Digital Video for the Next Millennium


This publication is copyright 1999 by the Video Development Initiative (ViDe). The document may not be reproduced, in whole or in part, without written permission from ViDe, except that a single copy for personal use may be printed by the reader. Please direct all comments to the author of this white paper.

   


Section Two: Video Encoding Standards
MPEG-4 (ISO/IEC 14496 MPEG-4)

MPEG-4 ISO/IEC 14496 MPEG-4, the latest encoding standard from MPEG, was finalized in October 1998 and should be ratified as a standard in the first half of 1999. MPEG-4 arose from a need to have a scalable standard supporting a wide bandwidth range from streaming video at less than 64 Kbit/sec, suitable for Internet applications, to approximately 4 Mbit/sec for higher-bandwidth video needs. MPEG-4 also arose from a desire, as digital encoding matures, to advance beyond simple conversion and compression to object recognition and encoding, as well as the provision of synchronized text and metadata tracks, to create a digital file that carries a meaning greater than the sum of its individual parts.

MPEG-4 supports both progressive and interlaced video encoding. The standard is object-based, coding multiple video object planes into images of arbitrary shape. Successive video object planes (VOPs) belonging to the same object in the same scene are encoded as video objects. MPEG-4 supports both natural ("analog") and synthetic ("computer-generated") data coding. Some VRML technology is incorporated to encode dimensionality.

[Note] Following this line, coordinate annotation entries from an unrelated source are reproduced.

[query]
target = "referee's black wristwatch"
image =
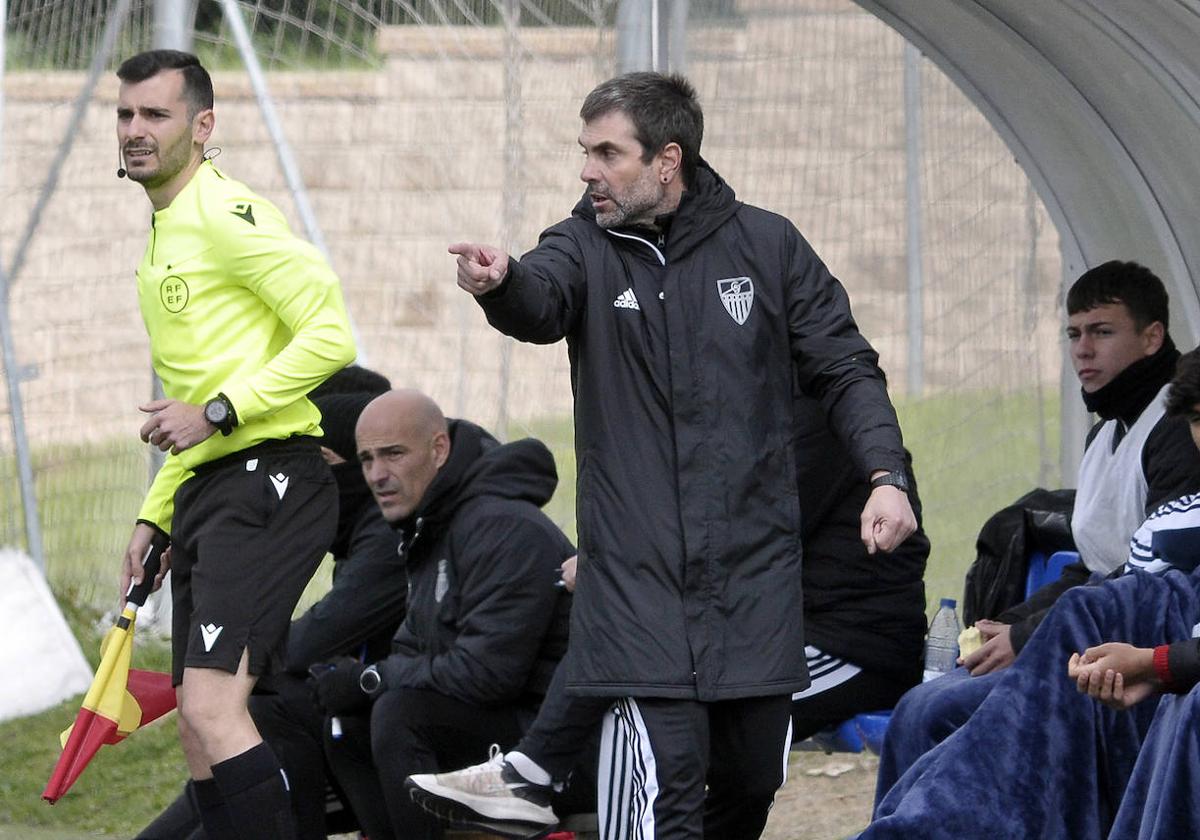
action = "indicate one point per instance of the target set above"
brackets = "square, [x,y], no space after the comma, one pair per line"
[893,479]
[370,681]
[219,411]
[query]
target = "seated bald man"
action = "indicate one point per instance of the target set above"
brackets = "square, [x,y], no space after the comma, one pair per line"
[486,622]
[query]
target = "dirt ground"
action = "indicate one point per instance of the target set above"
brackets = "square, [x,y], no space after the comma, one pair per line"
[826,797]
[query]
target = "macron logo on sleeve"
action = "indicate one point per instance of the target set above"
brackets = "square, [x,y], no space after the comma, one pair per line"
[245,211]
[210,633]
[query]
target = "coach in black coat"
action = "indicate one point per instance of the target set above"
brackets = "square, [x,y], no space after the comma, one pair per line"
[683,407]
[688,316]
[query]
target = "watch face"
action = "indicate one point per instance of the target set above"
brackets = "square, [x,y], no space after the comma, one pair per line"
[216,412]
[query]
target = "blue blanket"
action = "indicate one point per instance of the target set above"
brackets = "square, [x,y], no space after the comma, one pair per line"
[1161,801]
[1038,759]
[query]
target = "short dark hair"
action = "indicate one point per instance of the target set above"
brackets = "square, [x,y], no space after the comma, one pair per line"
[1116,282]
[352,379]
[1185,391]
[663,109]
[197,82]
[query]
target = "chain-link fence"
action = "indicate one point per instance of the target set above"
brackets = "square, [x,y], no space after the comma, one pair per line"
[418,124]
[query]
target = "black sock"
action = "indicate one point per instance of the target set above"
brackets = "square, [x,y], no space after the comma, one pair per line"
[214,815]
[256,793]
[180,819]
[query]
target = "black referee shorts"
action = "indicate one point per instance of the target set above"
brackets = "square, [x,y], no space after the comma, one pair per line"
[250,531]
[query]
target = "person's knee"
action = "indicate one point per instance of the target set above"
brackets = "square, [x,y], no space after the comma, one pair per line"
[937,707]
[397,717]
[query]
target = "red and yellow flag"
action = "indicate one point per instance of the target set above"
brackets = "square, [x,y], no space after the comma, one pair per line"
[119,701]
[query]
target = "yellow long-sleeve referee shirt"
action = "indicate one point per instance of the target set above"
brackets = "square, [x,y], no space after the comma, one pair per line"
[235,304]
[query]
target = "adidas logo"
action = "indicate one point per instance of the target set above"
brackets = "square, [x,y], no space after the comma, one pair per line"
[210,633]
[627,300]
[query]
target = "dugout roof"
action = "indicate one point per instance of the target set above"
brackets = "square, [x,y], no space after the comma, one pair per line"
[1099,101]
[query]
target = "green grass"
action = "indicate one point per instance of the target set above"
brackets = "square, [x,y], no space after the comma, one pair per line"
[124,786]
[973,453]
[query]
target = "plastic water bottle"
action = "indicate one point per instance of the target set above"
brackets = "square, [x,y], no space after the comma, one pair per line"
[942,646]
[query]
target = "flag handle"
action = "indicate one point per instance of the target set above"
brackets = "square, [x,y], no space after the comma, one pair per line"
[150,563]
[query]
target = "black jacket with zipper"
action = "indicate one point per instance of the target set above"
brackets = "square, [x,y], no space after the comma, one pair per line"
[486,621]
[683,351]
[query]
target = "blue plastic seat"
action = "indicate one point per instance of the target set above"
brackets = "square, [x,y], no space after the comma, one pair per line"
[1047,569]
[863,731]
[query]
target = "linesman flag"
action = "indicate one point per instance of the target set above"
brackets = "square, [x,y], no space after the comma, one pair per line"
[120,700]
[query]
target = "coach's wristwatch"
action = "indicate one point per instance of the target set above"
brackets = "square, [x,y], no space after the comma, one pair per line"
[898,480]
[219,411]
[370,681]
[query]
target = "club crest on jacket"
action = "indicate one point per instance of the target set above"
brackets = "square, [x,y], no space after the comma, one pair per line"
[737,297]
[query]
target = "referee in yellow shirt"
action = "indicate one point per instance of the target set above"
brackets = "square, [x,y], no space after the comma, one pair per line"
[244,321]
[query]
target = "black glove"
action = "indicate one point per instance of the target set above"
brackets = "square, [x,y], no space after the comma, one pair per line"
[337,687]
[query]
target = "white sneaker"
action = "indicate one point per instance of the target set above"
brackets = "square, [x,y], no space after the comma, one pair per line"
[491,796]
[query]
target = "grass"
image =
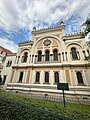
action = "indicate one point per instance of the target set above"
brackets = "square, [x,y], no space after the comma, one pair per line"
[76,111]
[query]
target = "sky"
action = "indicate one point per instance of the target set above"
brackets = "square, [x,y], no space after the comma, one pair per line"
[18,17]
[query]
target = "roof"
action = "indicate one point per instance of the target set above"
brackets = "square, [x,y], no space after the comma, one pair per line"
[6,50]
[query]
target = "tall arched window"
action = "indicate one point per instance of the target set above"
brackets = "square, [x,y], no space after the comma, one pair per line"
[37,77]
[21,77]
[39,56]
[55,55]
[56,77]
[25,57]
[79,77]
[46,77]
[74,53]
[47,55]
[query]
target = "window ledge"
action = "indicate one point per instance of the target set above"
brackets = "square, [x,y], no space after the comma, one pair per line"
[36,82]
[81,84]
[46,83]
[19,81]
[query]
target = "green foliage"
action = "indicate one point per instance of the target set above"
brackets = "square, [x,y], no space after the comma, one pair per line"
[87,26]
[76,111]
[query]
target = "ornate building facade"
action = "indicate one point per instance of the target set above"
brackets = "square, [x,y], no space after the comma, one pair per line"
[51,57]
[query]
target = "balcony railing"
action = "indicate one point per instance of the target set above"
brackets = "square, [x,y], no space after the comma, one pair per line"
[51,59]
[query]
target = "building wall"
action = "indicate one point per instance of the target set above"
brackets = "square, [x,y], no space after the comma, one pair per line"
[67,67]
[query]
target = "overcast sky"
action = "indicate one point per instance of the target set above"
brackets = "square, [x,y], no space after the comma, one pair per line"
[18,17]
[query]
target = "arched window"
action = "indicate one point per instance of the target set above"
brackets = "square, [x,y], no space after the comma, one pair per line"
[21,77]
[25,57]
[79,77]
[39,56]
[46,77]
[56,77]
[74,53]
[37,77]
[47,54]
[55,55]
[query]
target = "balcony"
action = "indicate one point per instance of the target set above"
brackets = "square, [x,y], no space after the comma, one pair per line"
[50,59]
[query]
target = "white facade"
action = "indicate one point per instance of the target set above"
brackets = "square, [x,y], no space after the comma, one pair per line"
[50,57]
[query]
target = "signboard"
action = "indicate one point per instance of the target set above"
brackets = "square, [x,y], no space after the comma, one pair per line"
[62,86]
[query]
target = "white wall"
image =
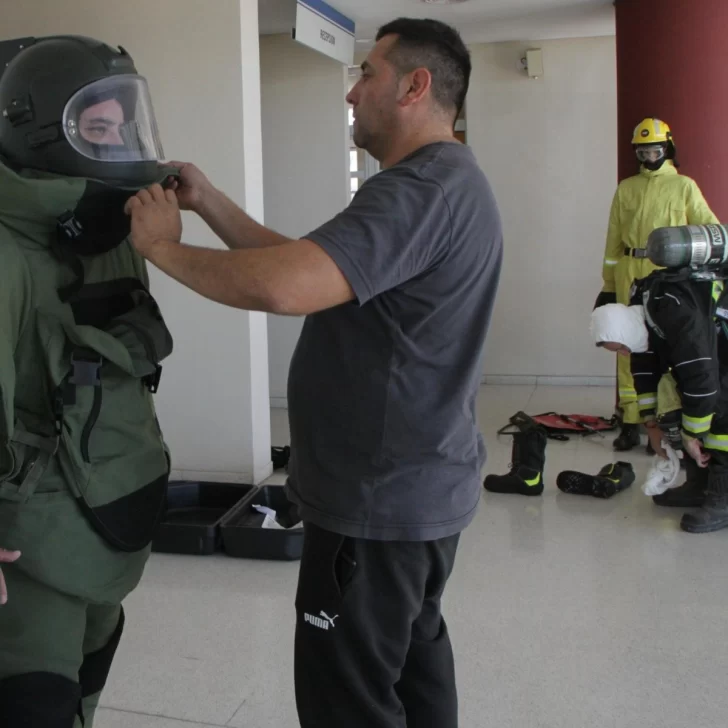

MPEG-4 compression provides temporal scalability utilizing object recognition, providing higher compression for background objects, such as trees and scenery, and lower compression for foreground objects, such as an actor or speaker-much as the human eye filters information by focusing on the most significant object in view, such as the other party in a conversation. Object encoding provides great potential for object or visual recognition indexing, based on discrete objects within a frame rather than requiring a separate text-based or storyboard indexing database. In addition, MPEG-4 provides a synchronized text tract for courseware development and a synchronized metadata track for indexing and access at the frame level.